Breaking free from such a practice, Krishna Allavaru has sent out a strong message that the Congress, from now onwards, will be run by party men and not by RJD Supremo Lalu Yadav. The RJD leader had such a stranglehold that he not only decided how seats the Congress gets, but also had a major say on the party’s candidate’s selection in constituencies allocated to it.
The party has realized that with its low vote share, it cannot win elections, but certainly it ensures defeat of another party. In recent Delhi Assembly elections, BJP polled 45.56 per cent vote, AAP got 43.57 per cent and the Congress got 6.34 per cent vote. Difference between BJP and AAP was just two per cent and the Congress, with 6 per cent vote, could have helped to decisively swing the verdict in favour of the AAP.
The message of the Delhi Assembly elections verdict was that if AAP had tied up with the Congress, a third successive term was assured for AAP Supremo Arvind Kejriwal. Such a message holds equally good for the Bihar Assembly elections later this year. Taking advantage of the situation, the Congress plans to press ahead with its perceived advantage by going it alone in the upcoming round of Assembly elections.
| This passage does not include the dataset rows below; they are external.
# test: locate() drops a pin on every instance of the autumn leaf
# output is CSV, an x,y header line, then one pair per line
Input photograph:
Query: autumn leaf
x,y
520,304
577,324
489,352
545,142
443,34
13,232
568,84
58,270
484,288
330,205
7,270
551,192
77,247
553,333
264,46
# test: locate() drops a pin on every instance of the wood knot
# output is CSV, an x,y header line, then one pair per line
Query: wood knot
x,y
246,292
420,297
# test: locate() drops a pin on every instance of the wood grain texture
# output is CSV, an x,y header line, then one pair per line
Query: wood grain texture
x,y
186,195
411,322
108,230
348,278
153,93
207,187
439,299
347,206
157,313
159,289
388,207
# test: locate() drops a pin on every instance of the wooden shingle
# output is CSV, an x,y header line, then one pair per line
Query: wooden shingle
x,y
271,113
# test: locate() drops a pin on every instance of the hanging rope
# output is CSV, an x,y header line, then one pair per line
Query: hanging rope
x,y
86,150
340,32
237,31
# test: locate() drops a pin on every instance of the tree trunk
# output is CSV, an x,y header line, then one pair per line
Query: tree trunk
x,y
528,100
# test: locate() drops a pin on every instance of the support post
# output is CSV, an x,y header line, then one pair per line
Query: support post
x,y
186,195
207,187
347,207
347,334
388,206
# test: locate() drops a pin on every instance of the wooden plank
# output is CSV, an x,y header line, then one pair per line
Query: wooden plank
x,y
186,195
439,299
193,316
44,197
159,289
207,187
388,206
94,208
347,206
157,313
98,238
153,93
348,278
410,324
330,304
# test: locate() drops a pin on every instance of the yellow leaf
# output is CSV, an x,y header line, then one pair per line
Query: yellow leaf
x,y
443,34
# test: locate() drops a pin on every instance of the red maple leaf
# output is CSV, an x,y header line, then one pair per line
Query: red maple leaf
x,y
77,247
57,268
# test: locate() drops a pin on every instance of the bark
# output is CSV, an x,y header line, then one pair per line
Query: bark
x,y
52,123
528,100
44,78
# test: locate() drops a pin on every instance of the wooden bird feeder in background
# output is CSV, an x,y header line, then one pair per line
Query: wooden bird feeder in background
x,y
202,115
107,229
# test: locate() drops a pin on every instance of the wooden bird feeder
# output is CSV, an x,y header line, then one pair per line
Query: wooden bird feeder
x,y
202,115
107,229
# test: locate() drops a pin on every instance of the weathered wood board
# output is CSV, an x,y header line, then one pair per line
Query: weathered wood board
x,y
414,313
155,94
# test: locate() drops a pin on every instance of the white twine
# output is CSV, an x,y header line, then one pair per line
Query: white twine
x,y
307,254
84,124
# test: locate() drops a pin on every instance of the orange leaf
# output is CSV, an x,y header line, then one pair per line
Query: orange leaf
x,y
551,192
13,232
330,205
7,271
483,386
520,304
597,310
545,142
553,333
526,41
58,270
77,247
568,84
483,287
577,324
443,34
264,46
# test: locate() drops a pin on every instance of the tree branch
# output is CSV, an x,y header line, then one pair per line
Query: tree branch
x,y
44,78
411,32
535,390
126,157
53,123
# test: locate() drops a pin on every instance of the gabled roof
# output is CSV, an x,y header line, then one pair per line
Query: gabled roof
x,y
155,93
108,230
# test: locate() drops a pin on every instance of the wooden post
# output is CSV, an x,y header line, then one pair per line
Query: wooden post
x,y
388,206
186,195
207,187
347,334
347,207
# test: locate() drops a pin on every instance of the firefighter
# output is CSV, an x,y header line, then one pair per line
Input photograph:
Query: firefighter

The dominant view in the Congress is that the INDIA arrangement is only for Lok Sabha elections. In the State Assembly elections, the Congress wants to improve its own standing at the grassroots level, to increase its bargaining power during seat-sharing talks.
For its plans to succeed, lot depends on how the Congress fares in the upcoming round of Assembly elections. Starting with Bihar Assembly polls later this year, where it needs to put up convincing performance, the Congress has to win States like Assam and Kerala next year. Much of the Congress Revival plans are dependent on how ultimately the Congress manages to improve its performance in these crucial Assembly elections.

(Writer is a Delhi-based Senior Journalist. Views are personal.)